Há um ponto que para já reúne consenso: "não há tempo". E, se as negociações do Quadro Financeiro Plurianual "nos últimos dois anos ou mais, foram como uma maratona, este é o momento do sprint final", defende a comissária Elisa Ferreira.

"O nosso objetivo final é chegar a um acordo o mais rapidamente possível", garantiu o presidente do Conselho Europeu, Charles Michel, na carta-convite, que endereçou aos líderes dos 27 Estados membros. Porém reconhece que o acordo ainda não está ao virar da esquina.

"Ainda temos um caminho bastante longo a percorrer para chegar a um acordo, pelo que teremos de trabalhar afincadamente nos próximos dias e semanas", afirmou, deixando entender que na reunião de hoje não haverá decisões.

Na carta, Charles Michel apelou ainda ao "sentido de responsabilidade", para as discussões que têm pela frente, durante as quais, o liberal belga espera que que os 27 demonstrem "vontade de sair unidos e fortes deste grande desafio".

"A situação está longe de ser fácil mas eu espero que todos os Estados membros venham a agir com espírito de compromisso face a esta situação sem precedentes", defendeu ontem Angela Merkel em Berlim, "considerando que "o melhor será conseguirmos um acordo antes das férias do verão".

Fontes ouvidas pelo DN admitem que possam ser precisas mais duas cimeiras. Uma na segunda semana de julho, e outra imediatamente a anteceder a pausa no funcionamento das instituições, durante o verão.

O Parlamento Europeu terá posteriormente de se debruçar sobre o documento, já em setembro, com o tempo a escassear, sendo certo que os deputados têm reiteradamente afirmado que não estão disponíveis para aceitar a proposta como um facto consumado. No entanto, prometem "agir de forma responsável".

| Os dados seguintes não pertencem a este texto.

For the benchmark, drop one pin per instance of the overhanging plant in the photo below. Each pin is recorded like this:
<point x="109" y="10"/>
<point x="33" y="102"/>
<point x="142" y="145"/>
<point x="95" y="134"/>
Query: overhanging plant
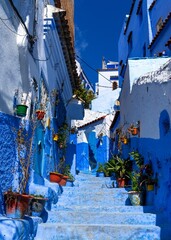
<point x="17" y="201"/>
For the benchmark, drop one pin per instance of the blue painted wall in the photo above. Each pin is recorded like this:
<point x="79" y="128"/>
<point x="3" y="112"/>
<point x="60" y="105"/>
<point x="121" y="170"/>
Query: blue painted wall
<point x="142" y="26"/>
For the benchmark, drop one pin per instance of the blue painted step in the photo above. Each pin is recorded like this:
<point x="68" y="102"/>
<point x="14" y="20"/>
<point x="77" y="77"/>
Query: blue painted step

"Continuaremos a manter as nossas exigências em cima da mesa, - até porque aprovámos a necessidade de um plano de contingência caso não haja acordo, de forma que o quadro entre em vigor no dia 1 de janeiro de 2021 -, mas o Parlamento Europeu está particularmente sensível para os prazos", frisou Margarida Marques, adiantando que esta "vai ser esta a linha da intervenção do presidente do Parlamento Europeu na abertura da cimeira".